Mangelnde Niederschläge machen Landwirten in einigen Regionen Russlands zu schaffen. Wintergetreidebestände leiden unter Trockenheit. Im Verwaltungsgebiet Rostow beeinträchtigt mangelnde Bodenfeuchtigkeit die Bestände in ihrer Entwicklung, nachdem sie zuvor gut durch den Winter gekommen waren, berichtet der Informationsdienst APK-Inform unter Berufung auf Agrarverbände und das regionale Landwirtschaftsministerium. Die Situation sei zwar angespannt, heißt es, doch das Ausmaß möglicher Schäden im jetzigen Entwicklungsstadium noch nicht abzuschätzen.

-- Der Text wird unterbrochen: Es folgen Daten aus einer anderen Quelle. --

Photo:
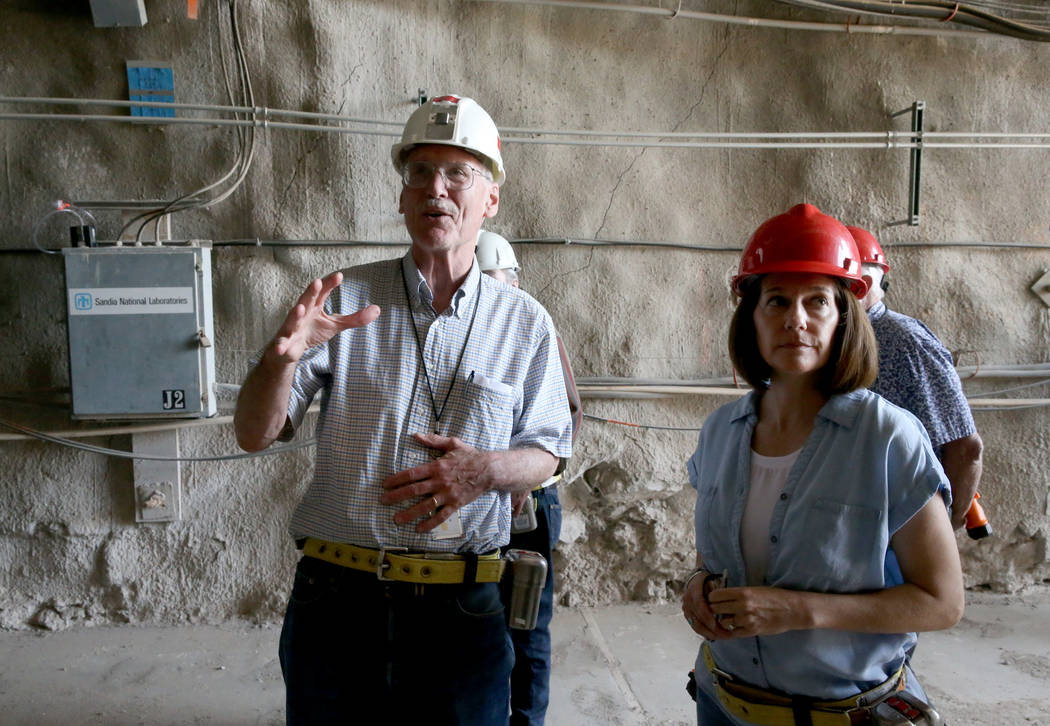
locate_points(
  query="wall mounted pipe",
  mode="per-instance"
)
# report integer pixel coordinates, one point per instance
(751, 22)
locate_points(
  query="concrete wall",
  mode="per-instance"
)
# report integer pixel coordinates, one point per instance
(69, 548)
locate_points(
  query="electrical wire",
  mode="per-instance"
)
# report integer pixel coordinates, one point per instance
(246, 135)
(989, 394)
(639, 426)
(153, 457)
(942, 11)
(895, 28)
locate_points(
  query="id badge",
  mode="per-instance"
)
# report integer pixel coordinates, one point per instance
(449, 529)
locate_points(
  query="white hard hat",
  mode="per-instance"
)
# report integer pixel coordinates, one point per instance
(453, 121)
(495, 253)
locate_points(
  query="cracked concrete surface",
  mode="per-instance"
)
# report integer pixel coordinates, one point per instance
(623, 665)
(70, 553)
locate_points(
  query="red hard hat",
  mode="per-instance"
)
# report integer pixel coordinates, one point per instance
(870, 253)
(802, 240)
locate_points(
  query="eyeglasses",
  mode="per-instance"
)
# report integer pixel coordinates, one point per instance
(458, 177)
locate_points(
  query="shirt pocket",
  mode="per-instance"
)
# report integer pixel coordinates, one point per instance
(482, 415)
(837, 547)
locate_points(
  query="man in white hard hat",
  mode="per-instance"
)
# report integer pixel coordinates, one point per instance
(530, 680)
(442, 397)
(917, 372)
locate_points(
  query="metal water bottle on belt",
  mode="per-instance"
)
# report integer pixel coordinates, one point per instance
(528, 573)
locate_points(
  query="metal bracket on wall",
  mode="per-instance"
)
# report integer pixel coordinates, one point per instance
(916, 109)
(158, 483)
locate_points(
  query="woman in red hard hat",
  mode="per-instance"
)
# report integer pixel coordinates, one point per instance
(822, 536)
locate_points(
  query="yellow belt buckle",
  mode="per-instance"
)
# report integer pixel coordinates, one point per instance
(381, 563)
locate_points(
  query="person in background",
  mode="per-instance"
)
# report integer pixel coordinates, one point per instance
(530, 678)
(916, 372)
(803, 486)
(442, 396)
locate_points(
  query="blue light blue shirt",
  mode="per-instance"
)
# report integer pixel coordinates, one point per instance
(866, 469)
(916, 372)
(508, 393)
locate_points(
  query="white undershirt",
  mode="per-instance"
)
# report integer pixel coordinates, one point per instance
(769, 474)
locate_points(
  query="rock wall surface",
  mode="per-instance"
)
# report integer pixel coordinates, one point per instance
(70, 552)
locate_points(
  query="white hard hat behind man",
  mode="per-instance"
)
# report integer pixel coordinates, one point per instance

Landwirte würden jetzt auf Regen warten.

Nach Angaben des Landwirtschaftsministeriums sind zwar leichte Niederschläge vorhergesagt; doch es sei schwer einzuschätzen, inwieweit diese für Entspannung sorgen können. Das französische Beratungsunternehmen Agritel berichtet indes von Bedenken über mangelnde Feuchtigkeit im Wolgagebiet, im Ural und in Sibirien. Seit April seien in diesen Gebieten nur geringe Niederschläge gefallen. (pio)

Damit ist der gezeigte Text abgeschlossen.